The earliest hymn book published was the "Sacred Melodist" which was published by Benjamin Wilson in Geneva, Illinois in 1860. The next was the hymn book published for the use of Baptised Believers in the Kingdom of God (an early name for Christadelphians) by George Dowie in Edinburgh in 1864. In 1865 Robert Roberts published a collection of Scottish psalms and hymns called The Golden Harp (which was subtitled "Psalms, Hymns, and Spiritual Songs, compiled for the use of Immersed Believers in 'The Things concerning the Kingdom of God and the Name of Jesus Christ). This was replaced only five years later by the first "Christadelphian Hymn Book" (1869), compiled by J. J. and A. Andrew, and this was revised and expanded in 1874, 1932 and 1964. A thorough revision by the Christadelphian Magazine and Publishing Association resulted in the latest (2002) edition which is almost universally used by English-speaking Christadelphian ecclesias. In addition some Christadelphian fellowships have published their own hymn books.

Some ecclesias use the Praise the Lord songbook. It was produced with the aim of making contemporary songs which are consistent with Christadelphian theology more widely available. Another publication, the "Worship" book is a compilation of songs and hymns that have been composed only by members of the Christadelphian community. This book was produced with the aim of providing extra music for non-congregational music items within services (e.g. voluntaries, meditations, et cetera) but has been adopted by congregations worldwide and is now used to supplement congregational repertoire.

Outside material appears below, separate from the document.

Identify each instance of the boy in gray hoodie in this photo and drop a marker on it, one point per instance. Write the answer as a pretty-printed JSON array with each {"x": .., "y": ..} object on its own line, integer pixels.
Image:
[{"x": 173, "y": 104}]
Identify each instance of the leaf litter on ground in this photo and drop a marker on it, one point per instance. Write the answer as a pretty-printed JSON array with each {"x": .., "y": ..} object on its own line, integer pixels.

In the English-speaking world, worship is typically accompanied by organ or piano, though in recent years a few ecclesias have promoted the use of other instruments (e.g. strings, wind and brass as mentioned in the Psalms). This trend has also seen the emergence of some Christadelphian bands and the establishment of the Christadelphian Art Trust to support performing, visual and dramatic arts within the Christadelphian community.

In other countries, hymn books have been produced in local languages, sometimes resulting in styles of worship which reflect the local culture. It has been noted that Christadelphian hymnody has historically been a consistent witness to Christadelphian beliefs, and that hymnody occupies a significant role in the community.